What is Data SGP?

Data sgp is the collective of aggregated student performance data collected over time that teachers and administrators use to make decisions about instruction and assessment. The information can be used to identify areas for improvement, inform classroom practice, support teacher evaluation systems and support research initiatives at the school and district levels.

Data SGP utilizes longitudinal standardized test data to produce statistical growth percentiles, which measure a student’s relative progress compared to their academic peers. Unlike traditional test score averages, which often report results that are difficult to interpret, growth percentiles provide a clear picture of a student’s progress over time, making them easier to understand and more useful for educational decision-making.

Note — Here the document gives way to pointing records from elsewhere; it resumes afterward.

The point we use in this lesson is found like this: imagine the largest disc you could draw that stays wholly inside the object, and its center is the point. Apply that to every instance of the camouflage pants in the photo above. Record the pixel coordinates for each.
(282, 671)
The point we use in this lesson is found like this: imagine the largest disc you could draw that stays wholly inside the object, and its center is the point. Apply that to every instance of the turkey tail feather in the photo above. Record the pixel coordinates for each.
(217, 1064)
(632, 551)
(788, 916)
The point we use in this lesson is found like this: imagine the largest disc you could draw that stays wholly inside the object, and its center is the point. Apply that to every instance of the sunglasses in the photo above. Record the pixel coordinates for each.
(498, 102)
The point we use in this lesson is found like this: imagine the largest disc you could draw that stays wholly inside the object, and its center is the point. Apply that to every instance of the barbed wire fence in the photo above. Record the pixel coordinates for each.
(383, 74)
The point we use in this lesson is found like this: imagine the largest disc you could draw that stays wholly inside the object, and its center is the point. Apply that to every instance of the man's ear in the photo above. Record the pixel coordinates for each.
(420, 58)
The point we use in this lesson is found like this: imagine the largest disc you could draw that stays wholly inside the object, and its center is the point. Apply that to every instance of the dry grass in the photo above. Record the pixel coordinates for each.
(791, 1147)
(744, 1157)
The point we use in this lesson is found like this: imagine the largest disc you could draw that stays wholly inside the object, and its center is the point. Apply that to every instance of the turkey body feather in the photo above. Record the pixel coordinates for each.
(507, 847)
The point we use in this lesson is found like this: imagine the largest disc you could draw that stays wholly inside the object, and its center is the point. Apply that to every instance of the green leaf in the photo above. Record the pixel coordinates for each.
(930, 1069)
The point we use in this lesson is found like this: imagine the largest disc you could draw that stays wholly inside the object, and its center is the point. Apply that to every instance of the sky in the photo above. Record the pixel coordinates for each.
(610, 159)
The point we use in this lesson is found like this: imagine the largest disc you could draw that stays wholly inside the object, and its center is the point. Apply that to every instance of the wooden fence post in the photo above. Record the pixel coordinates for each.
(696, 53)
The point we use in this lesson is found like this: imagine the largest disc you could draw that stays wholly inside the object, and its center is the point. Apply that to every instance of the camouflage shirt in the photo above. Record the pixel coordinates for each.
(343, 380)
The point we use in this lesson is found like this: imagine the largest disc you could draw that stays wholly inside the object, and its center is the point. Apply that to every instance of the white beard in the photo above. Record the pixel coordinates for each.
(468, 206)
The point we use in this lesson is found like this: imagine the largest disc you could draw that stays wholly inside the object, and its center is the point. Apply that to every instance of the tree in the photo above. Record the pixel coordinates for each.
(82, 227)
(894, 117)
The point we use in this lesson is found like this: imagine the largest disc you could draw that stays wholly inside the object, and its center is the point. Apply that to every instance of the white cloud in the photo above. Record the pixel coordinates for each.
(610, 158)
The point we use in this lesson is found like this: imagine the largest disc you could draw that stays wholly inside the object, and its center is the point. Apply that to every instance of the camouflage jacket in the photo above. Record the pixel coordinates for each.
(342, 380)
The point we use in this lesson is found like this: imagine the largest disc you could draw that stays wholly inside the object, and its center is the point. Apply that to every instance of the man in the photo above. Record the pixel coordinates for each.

These percentiles are also a powerful tool to communicate with stakeholders that a student is on track to achieve proficiency within a specified timeframe. This can be particularly important for Michigan educators who incorporate student growth percentiles into their educator evaluation system.

Growth percentiles are generated by analyzing a student’s history of standardized test scores and comparing them against the results of all students who have taken the same assessment in the same grade. Using this method, a statistician determines the probability that a given student will reach a specific achievement level, such as the 75% of their academic peers. This method is significantly more robust than standard growth models and can be used to compare the performance of individual students, schools/districts and teacher groups.

Currently, SGP analyses are available only to those with access to the software environment called R. This free-of-charge, open source programming language is available for Windows, OSX and Linux computers. Since running SGP analysis requires a certain amount of familiarity with the program, numerous resources on the CRAN website help users get started.

In order to run SGP analyses, the sgptData_LONG data set must be downloaded and inserted into an R session. This dataset provides an example of a longitudinal panel data set consisting of 5 years of annual, vertically scaled, assessment data. It includes the sgpData meta-data and embedded state specific metadata to make it easy to analyze a variety of content areas in a single session. The sgpData_LONG data set also demonstrates the format required for use with lower level SGP functions such as studentGrowthPercentiles and studentGrowthProjections.

SGP leverages the power of the open source R software environment to automate the creation and analysis of student growth percentiles from longitudinal standardized test data. These percentiles can then be compared across students, schools and districts to allow for more accurate and efficient determination of students’ progress towards their academic goals.

While the term ‘big data’ is increasingly being used to describe enormous datasets that are too large for traditional data management tools, a similar challenge exists with the aggregation and analysis of student assessment data. In this article, we describe how the SGP tool addresses these challenges to make it more feasible to use student growth percentiles to improve teaching and learning in the real world.